I’m having trouble finding the best way to include data in a module. Basically I have a small array (5 x 5) of constant data, but to interface with other packages, I want to define a function that just returns the element in the constant array at a given index.
From what I can tell, defining a constant array in the global scope of the module isn’t possible. Is that right? Is the best way to just define the data as a normal global array and then reference it inside my function? I can’t think of any other way to avoid having an array in the global scope of the module.
I ran some mini-benchmarks and it looks way more expensive to define the array inside the function (not surprisingly). Is there a better way to include constant data in a module than using a globally defined array?

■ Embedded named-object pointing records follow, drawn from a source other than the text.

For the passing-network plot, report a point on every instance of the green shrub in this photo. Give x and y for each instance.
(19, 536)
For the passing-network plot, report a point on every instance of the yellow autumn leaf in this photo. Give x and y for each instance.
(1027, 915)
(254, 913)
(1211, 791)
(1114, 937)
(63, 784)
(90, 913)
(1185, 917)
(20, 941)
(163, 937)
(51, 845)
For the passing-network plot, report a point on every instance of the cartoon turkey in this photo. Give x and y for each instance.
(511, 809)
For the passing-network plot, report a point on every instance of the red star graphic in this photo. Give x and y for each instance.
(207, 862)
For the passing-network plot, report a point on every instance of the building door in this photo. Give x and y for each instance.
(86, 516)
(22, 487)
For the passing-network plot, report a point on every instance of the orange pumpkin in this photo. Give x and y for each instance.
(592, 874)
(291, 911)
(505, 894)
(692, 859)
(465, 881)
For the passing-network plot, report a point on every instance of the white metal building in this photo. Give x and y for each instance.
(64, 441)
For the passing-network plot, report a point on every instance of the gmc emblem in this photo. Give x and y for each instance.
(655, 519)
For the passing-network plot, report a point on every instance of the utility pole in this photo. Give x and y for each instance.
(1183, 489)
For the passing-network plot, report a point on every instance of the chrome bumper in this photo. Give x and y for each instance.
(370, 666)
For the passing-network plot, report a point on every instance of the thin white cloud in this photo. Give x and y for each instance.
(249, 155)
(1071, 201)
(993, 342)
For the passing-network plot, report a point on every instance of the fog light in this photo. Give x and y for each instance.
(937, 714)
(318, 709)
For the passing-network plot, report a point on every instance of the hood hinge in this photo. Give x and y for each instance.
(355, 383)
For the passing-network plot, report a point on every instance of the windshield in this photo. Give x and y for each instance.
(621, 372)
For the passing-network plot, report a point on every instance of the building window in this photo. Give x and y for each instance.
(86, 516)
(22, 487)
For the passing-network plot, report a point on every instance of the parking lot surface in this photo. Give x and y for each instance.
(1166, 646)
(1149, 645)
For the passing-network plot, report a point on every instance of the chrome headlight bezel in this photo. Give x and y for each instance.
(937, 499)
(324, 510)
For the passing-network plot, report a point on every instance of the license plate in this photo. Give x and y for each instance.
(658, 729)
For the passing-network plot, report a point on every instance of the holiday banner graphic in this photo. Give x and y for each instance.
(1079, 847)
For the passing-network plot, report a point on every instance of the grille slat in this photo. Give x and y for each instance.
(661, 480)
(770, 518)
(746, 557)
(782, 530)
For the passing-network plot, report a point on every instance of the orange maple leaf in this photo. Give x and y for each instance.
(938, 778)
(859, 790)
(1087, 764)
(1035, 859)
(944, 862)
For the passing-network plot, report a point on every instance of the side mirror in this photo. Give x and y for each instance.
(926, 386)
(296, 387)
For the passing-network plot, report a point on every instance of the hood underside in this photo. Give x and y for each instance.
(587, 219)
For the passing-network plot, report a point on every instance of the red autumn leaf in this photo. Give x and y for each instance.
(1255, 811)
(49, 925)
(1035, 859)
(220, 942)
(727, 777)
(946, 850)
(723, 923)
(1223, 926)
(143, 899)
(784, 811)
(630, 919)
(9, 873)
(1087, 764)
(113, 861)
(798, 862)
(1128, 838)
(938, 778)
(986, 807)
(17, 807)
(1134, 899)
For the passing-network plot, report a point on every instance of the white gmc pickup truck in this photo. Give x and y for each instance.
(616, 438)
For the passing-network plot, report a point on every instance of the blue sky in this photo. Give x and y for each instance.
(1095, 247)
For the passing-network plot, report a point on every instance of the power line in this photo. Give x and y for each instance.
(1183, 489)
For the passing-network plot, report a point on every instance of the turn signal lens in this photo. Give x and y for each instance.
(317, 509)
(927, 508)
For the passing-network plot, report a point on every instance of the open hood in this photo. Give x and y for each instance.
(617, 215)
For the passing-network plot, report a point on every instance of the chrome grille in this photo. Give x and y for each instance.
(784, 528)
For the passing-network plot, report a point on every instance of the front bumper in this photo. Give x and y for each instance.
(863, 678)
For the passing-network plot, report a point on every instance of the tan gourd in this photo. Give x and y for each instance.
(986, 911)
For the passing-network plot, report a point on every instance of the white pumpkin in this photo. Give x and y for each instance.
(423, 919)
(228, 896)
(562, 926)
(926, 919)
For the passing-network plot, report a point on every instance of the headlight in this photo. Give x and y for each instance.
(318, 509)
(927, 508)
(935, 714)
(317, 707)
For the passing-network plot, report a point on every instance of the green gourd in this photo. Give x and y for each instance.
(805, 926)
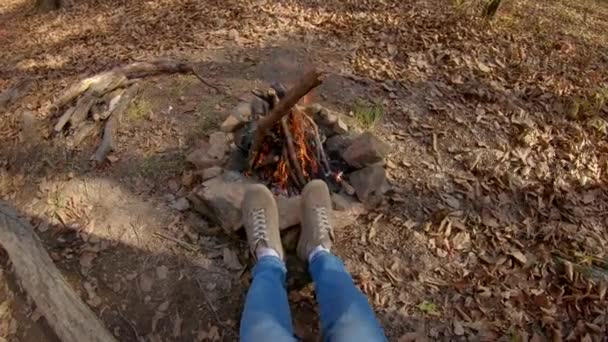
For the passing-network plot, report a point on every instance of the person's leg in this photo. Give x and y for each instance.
(345, 313)
(266, 315)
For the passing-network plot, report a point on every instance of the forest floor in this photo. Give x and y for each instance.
(495, 226)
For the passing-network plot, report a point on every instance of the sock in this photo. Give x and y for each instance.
(316, 251)
(265, 251)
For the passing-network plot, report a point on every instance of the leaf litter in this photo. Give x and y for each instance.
(512, 200)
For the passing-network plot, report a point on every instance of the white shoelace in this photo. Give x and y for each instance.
(259, 225)
(323, 221)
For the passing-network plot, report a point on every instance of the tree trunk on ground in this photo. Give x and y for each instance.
(48, 5)
(70, 318)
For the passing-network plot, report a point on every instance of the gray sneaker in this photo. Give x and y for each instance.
(316, 226)
(261, 219)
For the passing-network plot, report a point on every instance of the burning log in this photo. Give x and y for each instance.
(308, 82)
(293, 158)
(321, 156)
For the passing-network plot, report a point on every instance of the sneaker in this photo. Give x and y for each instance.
(316, 226)
(261, 220)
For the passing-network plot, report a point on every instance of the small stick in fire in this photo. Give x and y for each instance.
(308, 82)
(293, 157)
(291, 170)
(321, 156)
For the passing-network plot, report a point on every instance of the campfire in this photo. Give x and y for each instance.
(287, 150)
(284, 141)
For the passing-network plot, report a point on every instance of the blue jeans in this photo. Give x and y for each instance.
(345, 313)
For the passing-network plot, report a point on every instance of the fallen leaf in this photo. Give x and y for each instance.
(231, 259)
(458, 328)
(518, 255)
(162, 272)
(177, 326)
(483, 67)
(145, 282)
(428, 308)
(163, 306)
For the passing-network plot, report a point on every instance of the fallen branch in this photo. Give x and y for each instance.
(100, 84)
(321, 156)
(64, 311)
(107, 142)
(308, 82)
(591, 272)
(291, 151)
(179, 242)
(14, 93)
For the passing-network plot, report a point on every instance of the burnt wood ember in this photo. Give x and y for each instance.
(284, 146)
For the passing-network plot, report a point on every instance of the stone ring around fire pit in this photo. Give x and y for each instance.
(307, 142)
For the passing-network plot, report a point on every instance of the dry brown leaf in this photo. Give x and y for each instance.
(518, 255)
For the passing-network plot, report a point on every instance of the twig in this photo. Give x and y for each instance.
(209, 84)
(293, 157)
(291, 172)
(308, 82)
(107, 142)
(320, 150)
(181, 243)
(137, 335)
(212, 308)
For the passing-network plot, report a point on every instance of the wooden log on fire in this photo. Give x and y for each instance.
(293, 157)
(308, 82)
(68, 316)
(107, 142)
(119, 77)
(321, 156)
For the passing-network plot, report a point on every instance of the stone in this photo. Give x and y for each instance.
(369, 184)
(181, 204)
(212, 153)
(242, 111)
(346, 210)
(340, 127)
(231, 124)
(289, 238)
(219, 199)
(218, 142)
(201, 159)
(346, 187)
(289, 211)
(337, 144)
(211, 172)
(364, 150)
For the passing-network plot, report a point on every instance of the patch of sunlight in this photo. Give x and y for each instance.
(42, 61)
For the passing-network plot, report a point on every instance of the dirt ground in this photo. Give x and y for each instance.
(494, 226)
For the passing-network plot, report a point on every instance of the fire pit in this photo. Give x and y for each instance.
(281, 139)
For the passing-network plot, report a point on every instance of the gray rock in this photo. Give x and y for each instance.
(231, 124)
(340, 127)
(211, 172)
(218, 142)
(289, 238)
(369, 184)
(364, 150)
(181, 204)
(212, 153)
(219, 199)
(201, 158)
(337, 144)
(289, 211)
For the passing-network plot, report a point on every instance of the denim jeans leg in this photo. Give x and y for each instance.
(345, 312)
(266, 315)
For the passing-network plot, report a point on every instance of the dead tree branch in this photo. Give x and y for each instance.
(64, 311)
(293, 157)
(308, 82)
(107, 142)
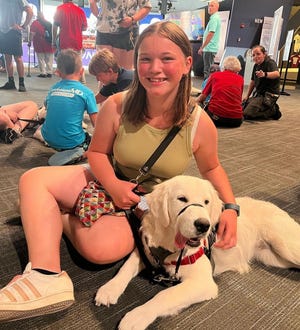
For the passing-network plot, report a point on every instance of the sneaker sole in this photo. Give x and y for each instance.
(13, 315)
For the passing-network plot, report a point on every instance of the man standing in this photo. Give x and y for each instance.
(71, 21)
(211, 37)
(11, 38)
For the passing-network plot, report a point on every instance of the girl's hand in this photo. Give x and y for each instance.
(123, 195)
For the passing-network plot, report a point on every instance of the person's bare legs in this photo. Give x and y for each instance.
(109, 239)
(44, 191)
(25, 110)
(9, 65)
(20, 66)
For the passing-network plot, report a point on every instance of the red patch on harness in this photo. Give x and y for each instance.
(180, 241)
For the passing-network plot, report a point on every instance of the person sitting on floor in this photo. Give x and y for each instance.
(105, 68)
(66, 103)
(226, 89)
(11, 123)
(213, 68)
(265, 80)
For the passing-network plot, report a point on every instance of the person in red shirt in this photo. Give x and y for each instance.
(71, 21)
(226, 89)
(39, 29)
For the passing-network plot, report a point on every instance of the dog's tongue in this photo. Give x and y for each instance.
(180, 241)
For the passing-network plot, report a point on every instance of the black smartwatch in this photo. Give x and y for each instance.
(231, 206)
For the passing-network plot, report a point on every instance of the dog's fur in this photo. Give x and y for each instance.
(265, 233)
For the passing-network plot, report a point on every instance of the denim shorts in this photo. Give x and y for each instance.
(11, 43)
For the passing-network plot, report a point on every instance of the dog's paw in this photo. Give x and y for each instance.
(137, 319)
(107, 295)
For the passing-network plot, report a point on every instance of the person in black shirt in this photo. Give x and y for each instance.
(265, 84)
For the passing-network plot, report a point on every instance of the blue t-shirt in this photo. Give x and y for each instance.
(214, 25)
(66, 103)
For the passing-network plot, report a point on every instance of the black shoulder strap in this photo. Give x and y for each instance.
(159, 150)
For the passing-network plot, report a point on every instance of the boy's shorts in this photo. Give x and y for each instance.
(11, 43)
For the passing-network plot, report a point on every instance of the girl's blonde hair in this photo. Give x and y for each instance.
(135, 109)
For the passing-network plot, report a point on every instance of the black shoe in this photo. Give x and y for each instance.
(22, 88)
(8, 135)
(8, 85)
(277, 115)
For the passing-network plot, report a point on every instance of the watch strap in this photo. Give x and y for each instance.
(231, 206)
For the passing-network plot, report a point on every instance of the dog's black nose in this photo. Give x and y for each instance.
(200, 226)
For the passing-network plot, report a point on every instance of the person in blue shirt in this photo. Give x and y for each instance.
(113, 79)
(66, 104)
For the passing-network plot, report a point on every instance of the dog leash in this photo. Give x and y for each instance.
(33, 121)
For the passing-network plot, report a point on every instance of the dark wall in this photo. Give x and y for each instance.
(244, 13)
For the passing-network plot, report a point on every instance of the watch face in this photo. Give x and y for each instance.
(143, 205)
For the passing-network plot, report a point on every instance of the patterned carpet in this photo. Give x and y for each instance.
(262, 160)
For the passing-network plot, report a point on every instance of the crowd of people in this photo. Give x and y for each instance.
(140, 103)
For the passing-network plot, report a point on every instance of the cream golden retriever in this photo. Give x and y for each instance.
(182, 212)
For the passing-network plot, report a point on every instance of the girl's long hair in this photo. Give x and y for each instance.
(135, 109)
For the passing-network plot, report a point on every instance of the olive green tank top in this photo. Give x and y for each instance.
(134, 144)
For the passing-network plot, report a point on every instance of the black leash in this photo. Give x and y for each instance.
(33, 121)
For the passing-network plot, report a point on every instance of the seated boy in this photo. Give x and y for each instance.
(66, 104)
(113, 78)
(11, 123)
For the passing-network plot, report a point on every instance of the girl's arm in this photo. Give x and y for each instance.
(205, 148)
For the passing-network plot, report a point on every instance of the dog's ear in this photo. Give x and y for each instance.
(215, 205)
(158, 203)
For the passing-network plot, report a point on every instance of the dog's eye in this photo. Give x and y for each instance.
(182, 199)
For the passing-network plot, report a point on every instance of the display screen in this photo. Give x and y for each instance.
(192, 22)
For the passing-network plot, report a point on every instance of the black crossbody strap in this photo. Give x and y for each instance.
(159, 150)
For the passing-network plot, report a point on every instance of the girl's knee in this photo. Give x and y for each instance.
(106, 251)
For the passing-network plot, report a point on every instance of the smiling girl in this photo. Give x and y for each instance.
(129, 128)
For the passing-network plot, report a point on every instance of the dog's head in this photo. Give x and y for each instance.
(184, 209)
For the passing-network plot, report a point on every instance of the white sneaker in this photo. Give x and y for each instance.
(33, 294)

Here’s a minimal working example that shows the difference between the global and local approach, with some quick @btime benchmarks.
using BenchmarkTools
# data defined globally
data_outer = [1.0 2.0; 3.0 4.0]
f_outer(x,y) = data_outer[x, y]
# data redefined inside function
function f_inner(x,y)
data_inner = [1.0 2.0; 3.0 4.0]
data_inner[x, y]
end
# large data defined globally
data_outer_large = rand(1_000, 1_000)
f_outer_large(x,y) = data_outer_large[x, y]
# large data redefined inside function
function f_inner_large(x,y)
data_inner_large = rand(1_000, 1_000)
data_inner_large[x, y]
end
Okay that definitely works, thanks - I should have benchmarked against that in the first place:
# global data
data = rand(10_000, 10_000)
f(x,y) = data[x, y]
# constant global data
const data_const = rand(10_000, 10_000)
f_const(x,y) = data_const[x, y]
@btime f(1,2) # 26.256 ns (1 allocation: 16 bytes)
@btime f_const(1,2) # 2.051 ns (0 allocations: 0 bytes)
My confusion was coming from the behavior that re-defining a scalar constant throws a warning but re-defining an element in a vector constant doesn’t throw a warning. I did some googling and came across this (very dated) issue which made me think that I wouldn’t get any additional performance.
Hmmm… isn’t that a wildly reckless way of using @inbounds, especially in a thread titled “Best practices”?
Just out of curiosity, is a segfault the worst thing that can happen from this or can it open up for arbitrary code execution down the road? Or maybe fry the nearest nuclear power plant?
You’re absolutely right–careless use of @inbounds is dangerous, and even more so for a user-facing function. A segfault’s probably the worst that could happen, though, since the function is read-only.
This is a bad assumption. Out of bounds accesses are undefined behavior, so LLVM may happily delete the entire code path calling this function with out of bounds indicies.